Key safety features of the ECMO apparatus are air bubble detectors; filters; and pressure, oxygenation and temperature monitors. The air bubble detectors identify micro-bubbles and, if found, turn off the pump. The filters screen for air or thrombi to prevent embolization. The monitors maintain against dangerous changes or spikes in the pressure of blood in the apparatus, and also monitor oxygen saturation and temperature of the blood before it returns to the patient.
CHALLENGES IN ECMO TRANSPORT
There are several challenges facing the interfacility transport service contemplating transportation of a patient on ECMO. Factors that must be considered include: likelihood of successful transportation with positive patient outcome, team composition and safety considerations for transport.
Most institutions that initiate ECMO are more than capable of fully caring for patients in their current settings. Reasons for transport include: suboptimal cardiothoracic physician staffing, centers that are not capable of initiating VAD therapies in the patient who has failed to wean, and institutions that do not have cardiac transplant capabilities. One must quickly realize that this cardiac patient is extremely ill and may not survive an interfacility transport. The agency providing transportation will have limited input into patient stability for transport, since the patient has been stabilized to the highest extent possible and usually requires therapies above those of the referring institution.
The transport agency does have a say in the manner and nature in which the transport team is configured. It would not be prudent to transport a patient using only the SCTU model described at the beginning of this article. Because of the clinical instability of the patient and the complexity of the ECMO apparatus, it is appropriate to augment the transport team with additional staff to ensure the highest likelihood of a safe transport with positive patient outcome. Additional staff may include:
- Cardiothoracic surgical MD or physician assistant (PA). Due to the inherent risk of exsanguination in the event of an inadvertent decannulation, it is appropriate for a cardiothoracic surgical MD or PA to accompany the patient on the transport.
- Certified clinical perfusionist (CCP). The "perfusionist" is responsible for the safe operation and troubleshooting of the ECMO apparatus. Regardless of the transport nurse's comfort level with ECMO, a CCP should always be part of an ECMO transport team.

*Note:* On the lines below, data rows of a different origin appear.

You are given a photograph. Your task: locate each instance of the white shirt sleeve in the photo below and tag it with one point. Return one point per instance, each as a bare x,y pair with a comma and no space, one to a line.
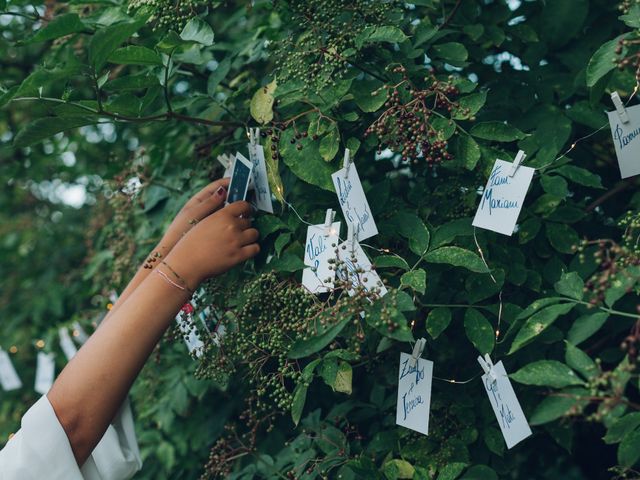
41,449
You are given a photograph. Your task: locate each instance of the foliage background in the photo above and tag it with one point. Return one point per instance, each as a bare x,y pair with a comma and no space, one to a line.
545,68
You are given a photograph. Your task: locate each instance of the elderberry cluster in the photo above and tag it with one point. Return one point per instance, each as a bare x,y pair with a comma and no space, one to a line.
169,14
406,125
322,42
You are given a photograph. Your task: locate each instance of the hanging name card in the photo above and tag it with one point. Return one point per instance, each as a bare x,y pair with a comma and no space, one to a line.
260,179
511,419
414,393
45,373
319,248
626,140
353,201
503,197
9,378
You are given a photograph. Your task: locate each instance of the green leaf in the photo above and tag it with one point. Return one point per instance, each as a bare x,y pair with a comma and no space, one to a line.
562,237
416,279
330,143
107,40
538,323
497,131
580,176
479,331
198,31
469,105
467,151
344,378
297,404
548,373
451,471
134,55
570,285
374,34
304,348
60,26
586,326
580,361
437,321
621,427
390,261
458,257
480,472
452,52
306,164
42,128
556,406
602,62
262,103
629,449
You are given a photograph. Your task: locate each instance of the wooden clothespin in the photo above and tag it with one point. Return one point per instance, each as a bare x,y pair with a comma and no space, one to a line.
346,163
487,366
352,235
622,112
516,163
418,348
328,221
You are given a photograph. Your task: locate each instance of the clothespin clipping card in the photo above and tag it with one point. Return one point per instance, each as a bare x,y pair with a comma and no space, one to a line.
353,201
259,172
625,128
503,196
320,249
415,377
506,407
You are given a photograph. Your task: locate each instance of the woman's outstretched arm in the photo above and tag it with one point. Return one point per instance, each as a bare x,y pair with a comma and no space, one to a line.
90,390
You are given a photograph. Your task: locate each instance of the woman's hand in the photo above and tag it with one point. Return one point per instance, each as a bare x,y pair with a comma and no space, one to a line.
216,244
202,204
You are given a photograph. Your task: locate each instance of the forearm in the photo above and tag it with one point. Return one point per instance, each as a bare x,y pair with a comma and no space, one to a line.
90,390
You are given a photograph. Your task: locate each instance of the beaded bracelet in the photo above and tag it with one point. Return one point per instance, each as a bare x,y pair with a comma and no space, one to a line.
182,281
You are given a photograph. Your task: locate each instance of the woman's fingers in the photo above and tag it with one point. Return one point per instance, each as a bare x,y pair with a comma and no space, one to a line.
249,236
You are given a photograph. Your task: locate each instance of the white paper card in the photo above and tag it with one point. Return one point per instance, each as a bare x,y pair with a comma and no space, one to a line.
190,334
67,345
502,198
79,333
626,139
8,376
368,278
505,405
45,373
260,179
353,202
414,393
319,249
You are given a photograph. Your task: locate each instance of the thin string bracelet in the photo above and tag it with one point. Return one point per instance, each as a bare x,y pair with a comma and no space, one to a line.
178,277
166,278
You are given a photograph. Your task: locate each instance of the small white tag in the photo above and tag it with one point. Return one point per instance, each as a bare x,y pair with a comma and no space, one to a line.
8,376
67,345
260,179
368,278
626,140
505,405
190,334
502,198
79,334
354,202
414,393
45,373
319,249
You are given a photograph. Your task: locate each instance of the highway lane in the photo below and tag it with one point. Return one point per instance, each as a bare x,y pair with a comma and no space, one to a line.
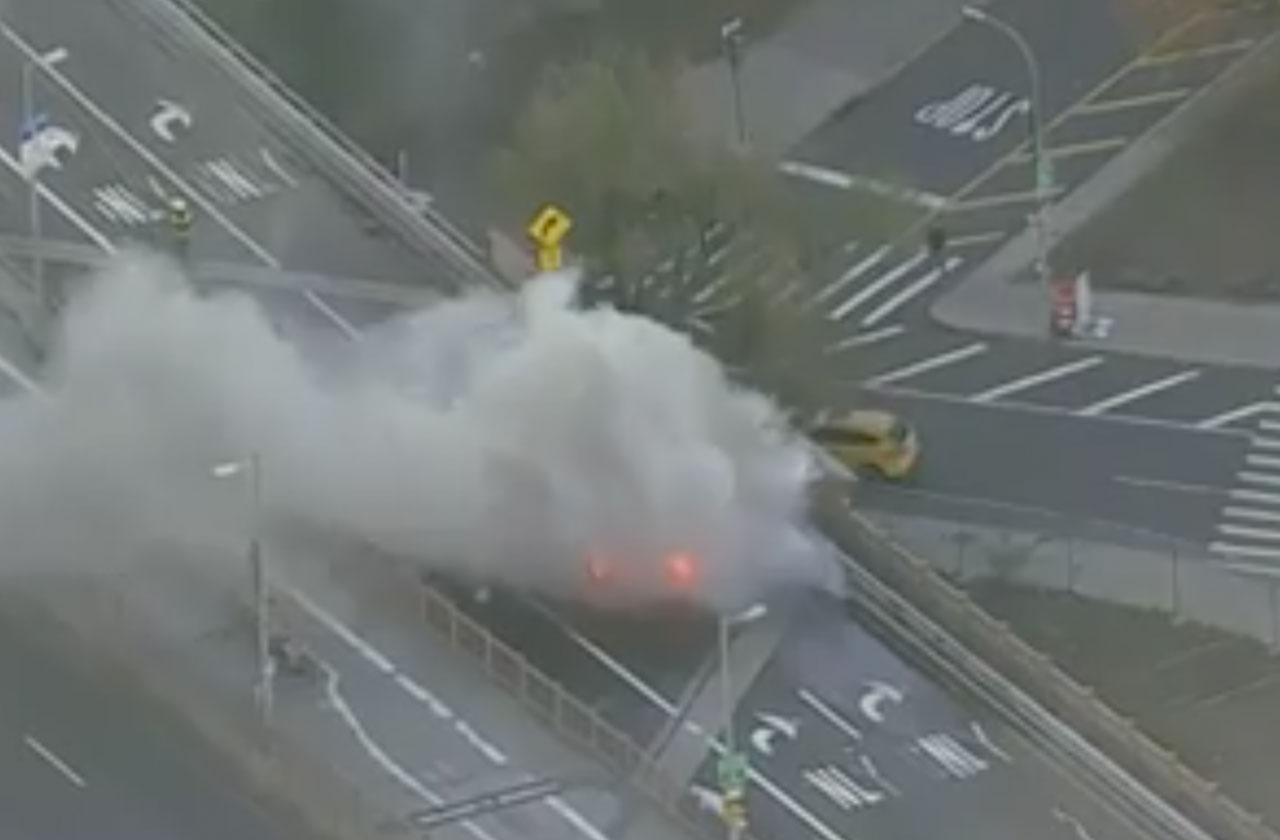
259,199
869,747
85,757
918,128
999,462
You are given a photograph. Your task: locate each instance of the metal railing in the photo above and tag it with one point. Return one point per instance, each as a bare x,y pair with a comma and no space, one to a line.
568,717
425,226
1061,716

- Anesthesiologist or certified registered nurse anesthetist (CRNA). Anesthesia professionals are extremely familiar with the unique airway, oxygenation and ventilation needs of the ECMO patient. The anesthesiologist and/or CRNA are also very involved in circulatory support of the patient.

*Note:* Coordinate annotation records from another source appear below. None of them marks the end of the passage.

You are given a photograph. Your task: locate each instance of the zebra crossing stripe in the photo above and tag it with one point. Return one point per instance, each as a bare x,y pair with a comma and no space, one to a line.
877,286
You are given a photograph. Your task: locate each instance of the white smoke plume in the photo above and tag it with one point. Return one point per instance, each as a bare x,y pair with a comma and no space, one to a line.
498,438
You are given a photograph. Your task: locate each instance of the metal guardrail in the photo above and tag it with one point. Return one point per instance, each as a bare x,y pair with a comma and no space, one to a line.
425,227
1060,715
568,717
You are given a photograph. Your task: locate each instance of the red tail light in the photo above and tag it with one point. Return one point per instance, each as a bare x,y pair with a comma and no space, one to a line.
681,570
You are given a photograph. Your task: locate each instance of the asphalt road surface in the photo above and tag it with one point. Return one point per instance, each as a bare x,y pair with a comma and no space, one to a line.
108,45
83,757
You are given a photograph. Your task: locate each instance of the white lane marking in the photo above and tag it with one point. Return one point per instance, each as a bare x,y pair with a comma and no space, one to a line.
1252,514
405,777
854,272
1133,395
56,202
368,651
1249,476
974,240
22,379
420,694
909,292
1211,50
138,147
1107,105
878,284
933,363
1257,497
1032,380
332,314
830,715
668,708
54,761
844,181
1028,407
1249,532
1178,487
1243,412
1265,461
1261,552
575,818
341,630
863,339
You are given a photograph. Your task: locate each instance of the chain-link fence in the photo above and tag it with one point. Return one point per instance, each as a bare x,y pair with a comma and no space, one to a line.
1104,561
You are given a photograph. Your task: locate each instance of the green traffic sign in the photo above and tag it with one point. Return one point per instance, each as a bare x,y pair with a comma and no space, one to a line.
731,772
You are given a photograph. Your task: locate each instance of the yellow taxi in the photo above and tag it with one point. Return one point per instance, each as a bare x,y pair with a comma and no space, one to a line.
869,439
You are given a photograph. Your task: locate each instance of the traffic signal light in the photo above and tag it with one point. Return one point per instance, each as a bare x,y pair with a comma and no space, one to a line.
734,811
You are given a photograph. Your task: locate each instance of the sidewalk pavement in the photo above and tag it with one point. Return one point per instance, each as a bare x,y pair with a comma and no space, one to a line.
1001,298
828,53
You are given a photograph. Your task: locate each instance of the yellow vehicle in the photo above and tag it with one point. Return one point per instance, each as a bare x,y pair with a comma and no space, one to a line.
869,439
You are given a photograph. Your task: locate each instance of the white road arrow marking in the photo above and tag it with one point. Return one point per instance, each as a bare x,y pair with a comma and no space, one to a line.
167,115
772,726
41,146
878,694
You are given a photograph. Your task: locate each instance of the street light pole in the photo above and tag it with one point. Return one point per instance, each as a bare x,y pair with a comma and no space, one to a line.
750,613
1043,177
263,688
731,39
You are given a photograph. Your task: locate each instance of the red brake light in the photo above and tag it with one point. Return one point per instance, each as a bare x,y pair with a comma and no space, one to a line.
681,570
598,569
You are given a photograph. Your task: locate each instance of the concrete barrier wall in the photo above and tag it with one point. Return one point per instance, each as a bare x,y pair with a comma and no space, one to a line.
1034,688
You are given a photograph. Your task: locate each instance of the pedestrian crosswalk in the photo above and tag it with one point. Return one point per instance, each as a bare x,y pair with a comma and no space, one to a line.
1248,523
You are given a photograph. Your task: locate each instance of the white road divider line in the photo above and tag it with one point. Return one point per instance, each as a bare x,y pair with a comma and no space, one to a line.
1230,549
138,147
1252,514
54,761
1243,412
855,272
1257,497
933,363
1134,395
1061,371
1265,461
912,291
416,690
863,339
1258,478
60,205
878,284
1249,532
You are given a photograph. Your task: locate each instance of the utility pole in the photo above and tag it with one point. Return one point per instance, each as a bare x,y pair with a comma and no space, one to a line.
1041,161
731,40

- Additional lifting assistance. If available, an additional ambulance crew should be detailed to assist in physical movement of the patient and equipment, as this task can be cumbersome for clinical staff alone.
In addition to team composition, the transporting agency has the ultimate say and responsibility for safely transporting the patient from the referring facility to the receiving facility. Agencies that are already prepared for or accustomed to transporting isolettes, IABPs and VADs may have an easier time at initially transporting the ECMO patient without advanced warning or preparation. In general, these agencies are used to working with non-transport clinicians and have a general understanding of safe transport of such devices. The transporting agency must remember that the ECMO apparatus is generally larger than a transport VAD, but may be as large as a full-size non-transport VAD console. The physical size and weight of the ECMO apparatus may be its only limiting factor for safe transport. Vehicles equipped with hydraulic lifts and floor-mounted attachment points, commonly referred to as Bucher mounts, are preferred, as these features assist in safely lifting and securing the ECMO apparatus. It is critical that all devices introduced into the rear of the ambulance be strapped in place to prevent inadvertent movement during transport. This will provide a safer environment for both the patient and medical staff in the ambulance. Additionally, all team members must have the ability to sit and be seat-belted while the vehicle is in motion.